The landline telephone was invented over a hundred years ago, and it has since evolved into nation-wide data networks, mobile phones and hands-free headsets, all of which can be incredible productivity tools. You can close a business deal while you cook dinner, manage your bank account on a bus, interview an applicant during your drive to work or touch base with your colleagues with both hands on a fishing pole or a golf club.
But, there’s still that old relic of a device, your landline desk phone, tethered to your desk by a primitive tangle of plastic coils, poised to light up and sound off at any moment.
Desk phones may have been cutting-edge decades ago, but today they’re fundamentally flawed. While their smartphone counterparts are taking opportunistic advantage of travel time and idle hands, the desk phone is hogging your prime productivity hours.
Nowadays, your desk phone can seem like an unnecessary paperweight, or worse, an automatic interruption machine situated right in the middle of your productive safe-haven.
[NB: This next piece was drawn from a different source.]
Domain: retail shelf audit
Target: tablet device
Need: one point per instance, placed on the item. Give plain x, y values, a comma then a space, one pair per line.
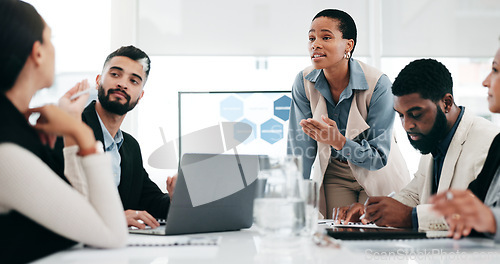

Often, an epiphany or an almost-finished task can get neglected, delayed or completely abandoned for a much less important phone call.
Emails allow you to address the important messages before the rest. Smartphones allow you to take advantage of time that would otherwise be wasted. But, a ringing deskphone will interrupt even the most critical work, regardless of how important (or unimportant) the phone call is.
Is your desk phone necessary and helpful? Is it a necessary evil? Are desk phones a dead technology?